2. pio run -e esp32thing -t upload
3. pio device monitor -b 115200
4. Expected serial output during boot:

   [RTC] PCF8523 nicht gefunden — RTC-Funktionen deaktiviert
   

   followed by the rest of the boot sequence reaching the WiFi/MQTT init without crash or reboot loop.
5. Open http://<device-ip>/api/time in the browser. Expected JSON contains:

   "rtc_available": false,
   "rtc_synced_from_ntp": <true if STA is online, else false>,
   "rtc_time_utc": 0
   

• Step B — With RTC attached, no NTP (AP-only mode)

1. Plug in the Adalogger FeatherWing.
2. Disconnect the device from any STA network (factory-reset WiFi or boot in AP-only).
3. Boot, observe serial:

   [RTC] PCF8523 initialisiert
   [RTC] Systemzeit aus RTC gesetzt: <epoch> (UTC)
   

   (If the RTC was never set, the line says "unplausibel" instead — acceptable for a fresh chip.)
4. Connect to the AP and load http://192.168.10.1/api/time.
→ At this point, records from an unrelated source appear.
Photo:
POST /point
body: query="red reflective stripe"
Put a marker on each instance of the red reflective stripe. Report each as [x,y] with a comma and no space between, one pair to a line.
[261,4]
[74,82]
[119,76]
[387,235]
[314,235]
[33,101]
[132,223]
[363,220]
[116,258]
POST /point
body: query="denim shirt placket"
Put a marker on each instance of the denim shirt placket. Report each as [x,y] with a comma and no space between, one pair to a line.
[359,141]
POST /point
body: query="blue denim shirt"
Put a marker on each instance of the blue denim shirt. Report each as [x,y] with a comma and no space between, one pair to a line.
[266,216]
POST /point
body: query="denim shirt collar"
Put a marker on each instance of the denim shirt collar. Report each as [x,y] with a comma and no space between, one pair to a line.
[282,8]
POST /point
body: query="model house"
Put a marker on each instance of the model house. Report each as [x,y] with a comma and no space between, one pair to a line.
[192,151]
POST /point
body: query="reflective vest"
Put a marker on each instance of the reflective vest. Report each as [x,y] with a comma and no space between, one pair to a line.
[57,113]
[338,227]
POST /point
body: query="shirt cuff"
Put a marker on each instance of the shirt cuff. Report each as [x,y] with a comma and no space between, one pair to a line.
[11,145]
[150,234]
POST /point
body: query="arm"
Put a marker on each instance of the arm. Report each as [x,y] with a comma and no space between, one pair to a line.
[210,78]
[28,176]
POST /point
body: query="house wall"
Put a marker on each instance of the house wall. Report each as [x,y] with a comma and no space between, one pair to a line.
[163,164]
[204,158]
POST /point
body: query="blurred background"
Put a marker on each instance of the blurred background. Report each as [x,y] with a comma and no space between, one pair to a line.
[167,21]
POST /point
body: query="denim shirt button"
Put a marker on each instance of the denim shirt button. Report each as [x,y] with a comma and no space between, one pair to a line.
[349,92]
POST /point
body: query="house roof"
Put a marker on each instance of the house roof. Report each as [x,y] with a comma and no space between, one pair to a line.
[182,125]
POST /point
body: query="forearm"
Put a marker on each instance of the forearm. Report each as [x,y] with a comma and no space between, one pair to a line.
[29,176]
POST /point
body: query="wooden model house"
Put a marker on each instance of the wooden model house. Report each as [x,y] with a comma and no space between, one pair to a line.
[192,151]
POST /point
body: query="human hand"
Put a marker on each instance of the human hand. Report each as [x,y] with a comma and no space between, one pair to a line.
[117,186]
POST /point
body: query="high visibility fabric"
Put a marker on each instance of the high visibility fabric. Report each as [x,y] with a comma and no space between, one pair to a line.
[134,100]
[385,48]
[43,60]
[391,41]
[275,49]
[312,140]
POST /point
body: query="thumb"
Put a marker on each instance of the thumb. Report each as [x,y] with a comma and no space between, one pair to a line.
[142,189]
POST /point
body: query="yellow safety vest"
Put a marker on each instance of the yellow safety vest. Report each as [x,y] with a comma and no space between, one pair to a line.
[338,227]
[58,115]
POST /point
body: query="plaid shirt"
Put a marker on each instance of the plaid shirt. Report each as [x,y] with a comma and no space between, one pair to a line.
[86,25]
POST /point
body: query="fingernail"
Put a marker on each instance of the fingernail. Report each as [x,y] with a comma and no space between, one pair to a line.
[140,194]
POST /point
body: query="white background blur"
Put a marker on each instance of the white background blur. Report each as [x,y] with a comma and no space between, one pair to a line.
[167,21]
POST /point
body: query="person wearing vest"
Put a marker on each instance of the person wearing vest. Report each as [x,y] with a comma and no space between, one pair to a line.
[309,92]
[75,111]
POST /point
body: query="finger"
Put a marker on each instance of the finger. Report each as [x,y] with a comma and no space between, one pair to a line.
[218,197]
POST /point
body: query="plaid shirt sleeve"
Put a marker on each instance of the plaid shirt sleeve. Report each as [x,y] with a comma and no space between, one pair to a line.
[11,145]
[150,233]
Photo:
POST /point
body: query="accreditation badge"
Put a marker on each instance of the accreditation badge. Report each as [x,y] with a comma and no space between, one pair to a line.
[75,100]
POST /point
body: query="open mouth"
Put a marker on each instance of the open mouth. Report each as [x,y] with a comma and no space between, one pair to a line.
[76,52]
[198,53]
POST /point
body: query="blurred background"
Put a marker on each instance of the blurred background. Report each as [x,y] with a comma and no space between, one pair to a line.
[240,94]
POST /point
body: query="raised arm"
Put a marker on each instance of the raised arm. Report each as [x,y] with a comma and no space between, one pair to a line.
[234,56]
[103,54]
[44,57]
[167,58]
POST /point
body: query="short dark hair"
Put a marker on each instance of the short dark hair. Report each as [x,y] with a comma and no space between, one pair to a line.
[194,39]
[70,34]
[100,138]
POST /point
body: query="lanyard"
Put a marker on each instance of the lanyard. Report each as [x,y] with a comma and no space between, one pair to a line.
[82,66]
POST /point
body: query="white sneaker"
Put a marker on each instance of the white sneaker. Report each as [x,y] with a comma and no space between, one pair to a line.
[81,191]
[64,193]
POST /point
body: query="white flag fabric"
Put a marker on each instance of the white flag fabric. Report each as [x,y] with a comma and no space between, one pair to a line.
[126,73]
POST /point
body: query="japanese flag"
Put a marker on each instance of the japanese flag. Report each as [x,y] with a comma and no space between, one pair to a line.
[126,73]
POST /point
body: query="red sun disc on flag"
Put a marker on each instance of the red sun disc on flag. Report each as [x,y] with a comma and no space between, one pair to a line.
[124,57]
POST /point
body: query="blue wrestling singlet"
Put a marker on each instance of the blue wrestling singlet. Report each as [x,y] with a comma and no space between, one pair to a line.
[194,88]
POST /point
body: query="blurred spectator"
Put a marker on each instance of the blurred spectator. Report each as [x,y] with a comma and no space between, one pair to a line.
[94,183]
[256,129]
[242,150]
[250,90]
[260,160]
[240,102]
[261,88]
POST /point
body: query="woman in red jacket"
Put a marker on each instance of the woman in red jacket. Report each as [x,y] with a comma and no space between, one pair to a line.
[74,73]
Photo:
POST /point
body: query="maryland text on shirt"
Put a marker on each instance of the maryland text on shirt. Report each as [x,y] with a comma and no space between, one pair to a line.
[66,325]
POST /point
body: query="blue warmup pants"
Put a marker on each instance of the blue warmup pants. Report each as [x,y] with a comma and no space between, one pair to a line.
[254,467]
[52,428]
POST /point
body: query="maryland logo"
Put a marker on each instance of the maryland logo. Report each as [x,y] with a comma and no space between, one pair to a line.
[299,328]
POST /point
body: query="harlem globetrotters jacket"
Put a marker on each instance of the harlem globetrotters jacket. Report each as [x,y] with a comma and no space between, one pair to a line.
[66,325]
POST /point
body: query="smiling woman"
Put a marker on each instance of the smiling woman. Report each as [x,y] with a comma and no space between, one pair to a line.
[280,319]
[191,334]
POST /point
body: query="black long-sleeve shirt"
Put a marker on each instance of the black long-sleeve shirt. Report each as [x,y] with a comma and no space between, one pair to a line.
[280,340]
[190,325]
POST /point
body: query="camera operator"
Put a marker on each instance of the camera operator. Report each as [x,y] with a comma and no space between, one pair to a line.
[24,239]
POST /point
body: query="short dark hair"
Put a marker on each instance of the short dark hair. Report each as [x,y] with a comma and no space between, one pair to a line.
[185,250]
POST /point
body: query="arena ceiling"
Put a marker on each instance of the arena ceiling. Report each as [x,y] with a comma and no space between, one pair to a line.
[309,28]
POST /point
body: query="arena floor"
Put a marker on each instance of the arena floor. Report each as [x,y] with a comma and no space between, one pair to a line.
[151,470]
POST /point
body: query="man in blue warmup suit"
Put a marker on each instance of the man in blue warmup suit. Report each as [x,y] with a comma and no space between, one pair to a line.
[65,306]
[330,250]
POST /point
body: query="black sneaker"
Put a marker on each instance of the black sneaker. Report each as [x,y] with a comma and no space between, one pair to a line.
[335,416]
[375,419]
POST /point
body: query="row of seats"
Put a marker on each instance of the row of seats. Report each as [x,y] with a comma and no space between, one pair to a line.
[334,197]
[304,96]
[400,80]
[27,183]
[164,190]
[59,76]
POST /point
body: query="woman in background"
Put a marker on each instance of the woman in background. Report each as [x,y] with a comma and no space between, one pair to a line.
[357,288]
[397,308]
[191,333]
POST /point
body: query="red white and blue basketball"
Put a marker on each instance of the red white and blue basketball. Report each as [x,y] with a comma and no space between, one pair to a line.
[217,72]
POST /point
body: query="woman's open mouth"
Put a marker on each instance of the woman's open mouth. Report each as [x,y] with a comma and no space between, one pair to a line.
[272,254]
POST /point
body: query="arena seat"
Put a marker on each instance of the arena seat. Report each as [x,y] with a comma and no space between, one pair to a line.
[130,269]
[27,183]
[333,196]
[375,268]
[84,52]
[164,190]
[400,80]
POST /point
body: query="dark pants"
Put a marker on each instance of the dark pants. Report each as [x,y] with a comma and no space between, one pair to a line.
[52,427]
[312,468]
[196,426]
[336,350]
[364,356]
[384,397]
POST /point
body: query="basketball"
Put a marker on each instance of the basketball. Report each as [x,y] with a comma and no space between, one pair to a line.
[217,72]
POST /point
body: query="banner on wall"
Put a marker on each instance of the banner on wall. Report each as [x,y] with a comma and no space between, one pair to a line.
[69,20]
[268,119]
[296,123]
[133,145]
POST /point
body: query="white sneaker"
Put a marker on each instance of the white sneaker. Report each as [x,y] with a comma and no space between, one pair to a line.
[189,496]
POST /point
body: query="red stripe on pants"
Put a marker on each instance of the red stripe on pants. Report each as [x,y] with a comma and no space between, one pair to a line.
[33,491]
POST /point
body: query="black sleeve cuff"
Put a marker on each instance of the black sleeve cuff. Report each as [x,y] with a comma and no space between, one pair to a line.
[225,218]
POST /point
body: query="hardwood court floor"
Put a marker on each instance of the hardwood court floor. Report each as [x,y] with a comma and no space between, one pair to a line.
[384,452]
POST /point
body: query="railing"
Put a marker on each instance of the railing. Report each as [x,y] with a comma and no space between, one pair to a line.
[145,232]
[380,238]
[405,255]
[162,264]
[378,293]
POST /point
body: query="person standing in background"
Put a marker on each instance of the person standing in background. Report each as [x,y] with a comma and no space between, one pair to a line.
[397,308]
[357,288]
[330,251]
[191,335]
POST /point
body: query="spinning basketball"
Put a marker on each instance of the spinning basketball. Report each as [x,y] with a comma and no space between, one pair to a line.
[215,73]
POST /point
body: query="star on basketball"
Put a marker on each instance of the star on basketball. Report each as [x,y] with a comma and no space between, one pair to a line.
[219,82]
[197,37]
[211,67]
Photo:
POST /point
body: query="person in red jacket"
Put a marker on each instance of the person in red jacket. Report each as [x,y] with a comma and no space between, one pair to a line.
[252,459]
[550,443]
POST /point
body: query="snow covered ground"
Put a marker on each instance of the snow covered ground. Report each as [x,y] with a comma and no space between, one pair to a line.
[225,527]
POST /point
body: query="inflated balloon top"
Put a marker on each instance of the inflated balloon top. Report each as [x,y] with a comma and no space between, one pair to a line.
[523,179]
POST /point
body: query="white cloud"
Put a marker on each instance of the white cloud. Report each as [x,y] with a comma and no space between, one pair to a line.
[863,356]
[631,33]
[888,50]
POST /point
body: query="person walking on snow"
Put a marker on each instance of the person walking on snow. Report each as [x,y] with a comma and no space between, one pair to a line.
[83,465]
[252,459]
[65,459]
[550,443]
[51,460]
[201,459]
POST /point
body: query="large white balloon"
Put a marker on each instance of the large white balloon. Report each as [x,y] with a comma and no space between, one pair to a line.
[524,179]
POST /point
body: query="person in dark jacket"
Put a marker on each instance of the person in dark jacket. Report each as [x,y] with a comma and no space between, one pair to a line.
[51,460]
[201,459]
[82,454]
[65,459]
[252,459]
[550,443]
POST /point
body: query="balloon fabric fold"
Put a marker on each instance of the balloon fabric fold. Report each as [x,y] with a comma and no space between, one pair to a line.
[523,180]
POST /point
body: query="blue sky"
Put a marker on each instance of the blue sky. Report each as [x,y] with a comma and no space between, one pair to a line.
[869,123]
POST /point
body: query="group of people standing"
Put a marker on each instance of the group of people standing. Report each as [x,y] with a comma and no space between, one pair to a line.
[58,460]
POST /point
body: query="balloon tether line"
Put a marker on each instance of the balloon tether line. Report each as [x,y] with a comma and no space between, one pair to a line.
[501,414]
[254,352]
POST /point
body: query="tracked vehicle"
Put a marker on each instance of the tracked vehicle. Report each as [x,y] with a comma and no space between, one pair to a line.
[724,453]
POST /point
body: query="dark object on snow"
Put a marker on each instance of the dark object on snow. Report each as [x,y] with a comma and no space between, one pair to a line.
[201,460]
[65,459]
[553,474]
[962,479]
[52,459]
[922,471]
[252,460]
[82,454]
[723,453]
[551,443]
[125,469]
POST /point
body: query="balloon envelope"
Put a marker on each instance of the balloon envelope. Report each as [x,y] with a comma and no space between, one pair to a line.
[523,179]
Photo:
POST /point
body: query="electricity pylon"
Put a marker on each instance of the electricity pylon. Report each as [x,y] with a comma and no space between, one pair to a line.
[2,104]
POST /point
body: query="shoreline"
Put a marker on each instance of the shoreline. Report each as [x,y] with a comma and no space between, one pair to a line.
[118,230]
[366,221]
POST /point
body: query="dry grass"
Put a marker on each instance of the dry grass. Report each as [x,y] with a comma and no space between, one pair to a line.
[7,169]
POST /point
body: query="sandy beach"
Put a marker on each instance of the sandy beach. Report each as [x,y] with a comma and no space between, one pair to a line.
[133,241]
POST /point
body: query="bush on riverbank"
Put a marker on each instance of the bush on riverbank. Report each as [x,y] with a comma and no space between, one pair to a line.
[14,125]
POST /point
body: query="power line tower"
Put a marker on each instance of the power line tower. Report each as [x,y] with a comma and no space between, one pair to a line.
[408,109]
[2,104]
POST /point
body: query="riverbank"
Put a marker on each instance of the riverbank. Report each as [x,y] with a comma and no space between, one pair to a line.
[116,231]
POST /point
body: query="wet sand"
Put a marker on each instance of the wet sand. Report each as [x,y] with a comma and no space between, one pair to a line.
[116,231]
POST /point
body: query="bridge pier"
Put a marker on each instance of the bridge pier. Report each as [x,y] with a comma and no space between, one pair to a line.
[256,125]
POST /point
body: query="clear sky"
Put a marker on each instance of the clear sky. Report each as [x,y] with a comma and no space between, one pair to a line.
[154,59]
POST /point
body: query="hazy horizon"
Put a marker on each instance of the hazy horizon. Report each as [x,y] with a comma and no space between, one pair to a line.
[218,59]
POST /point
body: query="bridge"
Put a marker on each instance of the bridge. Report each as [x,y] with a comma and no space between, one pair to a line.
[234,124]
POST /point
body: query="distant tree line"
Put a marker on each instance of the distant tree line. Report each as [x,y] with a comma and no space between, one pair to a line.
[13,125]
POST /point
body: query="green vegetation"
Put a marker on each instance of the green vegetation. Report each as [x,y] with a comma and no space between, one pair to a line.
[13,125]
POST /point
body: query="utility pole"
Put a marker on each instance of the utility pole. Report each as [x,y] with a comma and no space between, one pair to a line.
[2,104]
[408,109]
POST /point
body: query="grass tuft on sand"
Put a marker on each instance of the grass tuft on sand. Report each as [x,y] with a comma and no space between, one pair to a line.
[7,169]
Expected: rtc_available: true, formatted time matches the RTC's last known value.

• Step C — With RTC attached, with NTP

1. Configure WiFi-STA credentials so the device joins the home network.
2. Boot, observe serial:

   [RTC] PCF8523 initialisiert
   [RTC] Systemzeit aus RTC gesetzt: ...
   ... (WiFi connect)
   Warte auf NTP-Zeit (max 5s)...
   NTP-Zeit synchronisiert!
   [RTC] in RTC geschrieben: <epoch> (UTC)
   

3. curl http://<device-ip>/api/time — expected rtc_synced_from_ntp: true, last_ntp_sync_ago_s close to 0, rtc_time_utc matches timestamp.

• Step D — Browser-time persistence

1. With device booted (Step C), use the existing "set browser time" button in the settings UI.
2. Power-cycle the device with WiFi disabled (pull antenna or block STA).
3. Boot. Expected: serial shows the time from the browser-set, not 1970.

• Step E — Document outcome

If all steps pass: the task is done. If any step fails: do not mark this task complete. Open a follow-up note describing what failed and which task's assumptions were wrong.

---

Self-Review (already performed)

• Spec coverage: Each spec section maps to a task — Architecture/library → Task 1; new header + soft-fail → Tasks 2–3; weak-hook decoupling → Tasks 4–5; NTP-sync wrapper → Task 6; loop integration → Task 7; API extension → Task 8; setup/loop wiring → Task 9; hardware verification → Task 10.
• Placeholder scan: No TBD/TODO; all code blocks are concrete and copy-pasteable.
• Type/name consistency: appendTimeStatus, onSystemTimeSet, persistSystemTimeToRTC, syncFromNTP, setupRTC, loopRTC, rtcAvailable, ntpEverSynced, lastNtpSyncEpoch, lastStaConnected, RTC_MIN_EPOCH, RTC_MAX_EPOCH all used consistently across tasks.
• Bounds check: RTC_MIN_EPOCH = 1735689600 (2025-01-01) and RTC_MAX_EPOCH = 4102444800 (2100-01-01) — match the spec's "Year 2025–2099" range.